Broader epidemiological work, looking at data from several countries at once, was also suggested. However, the integrity of the data regarding the F1 (grandmother) pharmaceutical use is in question.
History. A few researchers suggested doing a basic history of past obstetric pharmaceutical use around the world, since it is so poorly understood, and attempting to make connections to the development of various diseases, including ASDs, increasing in prevalence today.
Animal models. A great many researchers suggested three-generation animal modeling. This way, different compounds and different timing of exposure could be tested for resulting changes in behavior, brain morphology, and epigenetic changes.
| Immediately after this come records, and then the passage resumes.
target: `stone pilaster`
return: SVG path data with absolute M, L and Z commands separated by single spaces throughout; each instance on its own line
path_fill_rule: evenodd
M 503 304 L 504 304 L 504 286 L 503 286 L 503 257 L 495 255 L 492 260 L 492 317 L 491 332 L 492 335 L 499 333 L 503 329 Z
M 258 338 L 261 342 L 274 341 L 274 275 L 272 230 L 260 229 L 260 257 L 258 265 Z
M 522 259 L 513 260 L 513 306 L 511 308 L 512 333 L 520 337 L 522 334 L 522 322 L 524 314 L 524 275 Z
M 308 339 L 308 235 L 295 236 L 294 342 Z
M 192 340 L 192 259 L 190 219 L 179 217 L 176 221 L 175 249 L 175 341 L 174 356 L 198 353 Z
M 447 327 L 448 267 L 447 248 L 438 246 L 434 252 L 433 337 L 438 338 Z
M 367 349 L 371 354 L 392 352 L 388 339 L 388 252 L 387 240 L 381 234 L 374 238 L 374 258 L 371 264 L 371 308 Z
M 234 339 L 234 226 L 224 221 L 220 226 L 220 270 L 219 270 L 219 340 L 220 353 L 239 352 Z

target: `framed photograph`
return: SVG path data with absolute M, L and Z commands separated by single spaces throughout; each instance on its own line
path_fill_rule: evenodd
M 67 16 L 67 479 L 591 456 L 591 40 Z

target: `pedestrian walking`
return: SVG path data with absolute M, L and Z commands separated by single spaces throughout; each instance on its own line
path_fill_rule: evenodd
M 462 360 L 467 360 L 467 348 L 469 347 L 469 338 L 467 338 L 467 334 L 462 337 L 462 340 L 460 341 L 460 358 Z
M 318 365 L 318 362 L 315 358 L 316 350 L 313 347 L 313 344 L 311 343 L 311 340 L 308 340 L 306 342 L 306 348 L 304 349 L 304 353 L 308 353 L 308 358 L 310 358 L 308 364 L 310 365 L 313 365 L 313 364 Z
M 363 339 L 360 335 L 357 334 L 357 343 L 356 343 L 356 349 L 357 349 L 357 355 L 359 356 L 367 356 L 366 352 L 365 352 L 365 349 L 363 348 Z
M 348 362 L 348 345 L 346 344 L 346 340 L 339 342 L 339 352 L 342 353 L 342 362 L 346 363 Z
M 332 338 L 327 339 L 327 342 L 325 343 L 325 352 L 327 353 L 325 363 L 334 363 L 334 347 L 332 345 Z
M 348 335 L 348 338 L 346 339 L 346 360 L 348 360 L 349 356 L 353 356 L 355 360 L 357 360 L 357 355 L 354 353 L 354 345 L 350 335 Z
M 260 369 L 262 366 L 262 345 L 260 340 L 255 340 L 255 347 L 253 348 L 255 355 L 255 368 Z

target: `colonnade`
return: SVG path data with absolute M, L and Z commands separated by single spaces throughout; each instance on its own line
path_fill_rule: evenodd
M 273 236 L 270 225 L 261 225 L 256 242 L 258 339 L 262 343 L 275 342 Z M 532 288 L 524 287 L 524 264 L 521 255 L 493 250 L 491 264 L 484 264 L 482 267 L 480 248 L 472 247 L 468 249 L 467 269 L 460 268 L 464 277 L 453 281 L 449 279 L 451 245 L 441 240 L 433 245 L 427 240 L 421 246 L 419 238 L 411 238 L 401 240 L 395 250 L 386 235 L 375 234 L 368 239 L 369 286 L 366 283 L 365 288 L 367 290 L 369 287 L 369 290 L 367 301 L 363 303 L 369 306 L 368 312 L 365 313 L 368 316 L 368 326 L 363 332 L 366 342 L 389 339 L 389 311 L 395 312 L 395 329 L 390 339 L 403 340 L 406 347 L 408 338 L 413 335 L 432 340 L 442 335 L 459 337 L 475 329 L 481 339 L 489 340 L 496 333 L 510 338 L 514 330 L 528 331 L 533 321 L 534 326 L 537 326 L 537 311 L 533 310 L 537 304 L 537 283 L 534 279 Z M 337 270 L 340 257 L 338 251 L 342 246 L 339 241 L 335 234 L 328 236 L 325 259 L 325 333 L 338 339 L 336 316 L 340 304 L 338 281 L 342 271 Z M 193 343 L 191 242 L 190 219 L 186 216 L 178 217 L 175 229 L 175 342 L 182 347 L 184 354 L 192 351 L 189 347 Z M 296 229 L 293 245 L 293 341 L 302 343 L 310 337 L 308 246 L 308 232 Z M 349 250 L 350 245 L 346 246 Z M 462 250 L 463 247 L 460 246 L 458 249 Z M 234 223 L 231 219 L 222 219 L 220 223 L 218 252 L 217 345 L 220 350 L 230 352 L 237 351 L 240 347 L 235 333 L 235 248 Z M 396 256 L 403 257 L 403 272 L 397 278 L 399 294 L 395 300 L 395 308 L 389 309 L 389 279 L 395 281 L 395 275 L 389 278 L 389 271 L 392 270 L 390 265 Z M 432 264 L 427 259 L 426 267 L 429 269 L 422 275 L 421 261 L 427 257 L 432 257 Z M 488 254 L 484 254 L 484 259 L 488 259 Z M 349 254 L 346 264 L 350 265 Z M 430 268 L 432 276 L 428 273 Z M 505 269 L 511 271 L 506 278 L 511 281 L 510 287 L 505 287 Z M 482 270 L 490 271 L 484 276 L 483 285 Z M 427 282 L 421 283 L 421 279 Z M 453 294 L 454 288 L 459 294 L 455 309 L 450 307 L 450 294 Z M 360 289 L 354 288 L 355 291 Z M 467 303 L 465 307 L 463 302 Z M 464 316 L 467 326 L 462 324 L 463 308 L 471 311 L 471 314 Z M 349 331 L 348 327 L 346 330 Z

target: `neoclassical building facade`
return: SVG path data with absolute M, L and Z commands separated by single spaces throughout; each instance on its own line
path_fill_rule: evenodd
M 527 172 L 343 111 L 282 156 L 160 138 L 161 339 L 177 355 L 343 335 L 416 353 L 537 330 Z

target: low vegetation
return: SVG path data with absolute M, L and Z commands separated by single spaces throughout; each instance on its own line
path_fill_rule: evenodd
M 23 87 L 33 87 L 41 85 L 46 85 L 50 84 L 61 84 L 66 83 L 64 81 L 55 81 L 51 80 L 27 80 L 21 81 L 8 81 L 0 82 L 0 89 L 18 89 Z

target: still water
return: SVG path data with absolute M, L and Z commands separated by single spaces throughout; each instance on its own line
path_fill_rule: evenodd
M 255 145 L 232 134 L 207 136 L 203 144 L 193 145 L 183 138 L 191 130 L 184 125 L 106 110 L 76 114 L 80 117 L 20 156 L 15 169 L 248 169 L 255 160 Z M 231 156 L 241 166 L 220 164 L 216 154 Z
Case studies. A few researchers suggested doing direct epigenetic studies on affected families. However, others cautioned that such studies would be difficult owing to the complexity involved in studying the epigenome.
Long-forgotten pharmaceutical use may be playing a significant role in the autism epidemic today. If this is the case, there is urgent work to be done in terms of prevention, family planning, changing fertility and obstetric medical practice, reducing pharmaceutical use by women of childbearing age by shifting emphasis to natural treatments of chronic conditions, ensuring all prenatal medical records remain available and never discarded, and possibly, finding targeted therapies for the many disabled individuals suffering from artificially altered epigenomes. Therefore, expediting research into this hypothesis is critical.